SEGREGATION IMPACTS TEST PERFORMANCE
The most current state report card breaks down students by race and performance on the English Language Arts or ELA tests. In the third and fourth grade combined at Dr. King School, there are 121 Black students, 11 Hispanic, one Native-American, six multi-racial and one white student.
The statewide proficiency on those ELA tests is 52%. Only three percent of the students in those grades at Dr. King scored proficient. Only 3 of the 121 Black students were proficient.

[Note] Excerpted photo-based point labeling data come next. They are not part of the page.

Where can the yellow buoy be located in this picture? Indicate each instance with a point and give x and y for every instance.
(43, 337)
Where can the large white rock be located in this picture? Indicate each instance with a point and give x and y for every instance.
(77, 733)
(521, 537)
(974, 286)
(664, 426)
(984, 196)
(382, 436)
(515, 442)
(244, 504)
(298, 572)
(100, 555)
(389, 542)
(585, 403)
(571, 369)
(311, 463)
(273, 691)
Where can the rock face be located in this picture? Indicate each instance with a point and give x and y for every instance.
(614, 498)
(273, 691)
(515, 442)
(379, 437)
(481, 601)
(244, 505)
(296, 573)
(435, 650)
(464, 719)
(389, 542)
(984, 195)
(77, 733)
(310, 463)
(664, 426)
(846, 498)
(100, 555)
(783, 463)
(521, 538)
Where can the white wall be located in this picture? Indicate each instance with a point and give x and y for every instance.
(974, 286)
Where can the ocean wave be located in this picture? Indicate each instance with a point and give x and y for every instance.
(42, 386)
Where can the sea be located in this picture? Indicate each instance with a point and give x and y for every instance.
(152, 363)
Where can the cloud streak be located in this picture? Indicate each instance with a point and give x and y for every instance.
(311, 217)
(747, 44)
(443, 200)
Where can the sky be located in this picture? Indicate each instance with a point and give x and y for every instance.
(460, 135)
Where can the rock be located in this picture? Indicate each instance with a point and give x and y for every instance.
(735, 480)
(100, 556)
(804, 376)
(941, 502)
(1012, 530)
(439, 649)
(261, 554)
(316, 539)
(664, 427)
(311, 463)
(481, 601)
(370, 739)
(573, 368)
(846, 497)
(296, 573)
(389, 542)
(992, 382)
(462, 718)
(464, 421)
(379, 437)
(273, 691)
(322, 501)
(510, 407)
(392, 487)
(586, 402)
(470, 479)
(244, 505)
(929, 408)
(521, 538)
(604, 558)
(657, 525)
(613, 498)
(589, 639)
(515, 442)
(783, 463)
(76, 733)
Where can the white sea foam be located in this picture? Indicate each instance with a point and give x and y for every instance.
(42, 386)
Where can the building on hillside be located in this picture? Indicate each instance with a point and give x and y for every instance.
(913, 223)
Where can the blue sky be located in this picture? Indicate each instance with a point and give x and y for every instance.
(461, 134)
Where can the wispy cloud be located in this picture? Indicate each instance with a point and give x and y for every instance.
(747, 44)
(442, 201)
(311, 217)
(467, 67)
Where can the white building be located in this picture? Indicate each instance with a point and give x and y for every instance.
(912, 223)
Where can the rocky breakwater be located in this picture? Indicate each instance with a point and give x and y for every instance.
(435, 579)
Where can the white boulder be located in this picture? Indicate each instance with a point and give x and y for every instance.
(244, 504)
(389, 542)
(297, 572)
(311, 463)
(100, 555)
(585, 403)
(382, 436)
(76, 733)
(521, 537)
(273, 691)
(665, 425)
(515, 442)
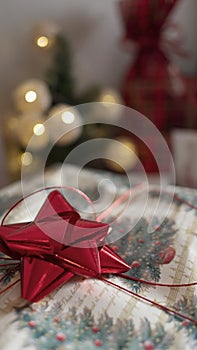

Integration into a suburban school district impacts achievement for Black students. Just five miles away from Dr. King school sits Moses Dewitt Elementary in the Jamesville-Dewitt school district. In the third and fourth grades there, there are 14 Black students, seven Hispanic, six Asian, seven multi-racial and 77 White.
Their ELA test scores meet the state average of 62% proficiency. Of the Black students at Moses Dewitt 6 of 13 are proficient. That's 46%.
Their performance is 15 times better in the integrated school compared to the segregated school in the urban setting.
INTEGRATION CLOSES ACHIEVEMENT GAP
Dr. George Theoharis has spent a career studying equity in education. "As our schools become more integrated the achievement gap closes. Steadily paired exactly with integration," said Theoharis. " When we see opportunities expanding for students of color who have been denied certain opportunities, we see their achievement improving. We don't see white students dipping we see their achievement improving."
The professor calls for an end to policies that attempt to improve schools without including a remedy for segregation. "We're committed in the northeast in Syracuse to segregated schools. And that says something about us," said Theoharis. "That says something about us well-intentioned folks in Central New York. We're committing to segregation. "
Theoharis admits he does not hear anyone talking about integrating schools in our region. McKenzie knows it would take a commitment across Onondaga County, not just in Syracuse. "You do need large-scale buy-in and you do need people willing to make that sacrifice," said McKenzie.
"Usually when people have the advantage they are not willing to sacrifice that. Even if you do want change. How much are you willing to sacrifice? Because change comes with a price tag and the price tag is usually more than just money. "
The latest change to come to the now-former Dr. King School to improve student performance, the Syracuse schools renamed it STEAM at Dr. King School. The school has operated under that name for nearly two years. Due to Covid disruptions, there are not yet test scores to offer a comparison on how the children are doing in class. It is also worth noting the Syracuse School District High School Graduation Rate has significantly improved over the last five years.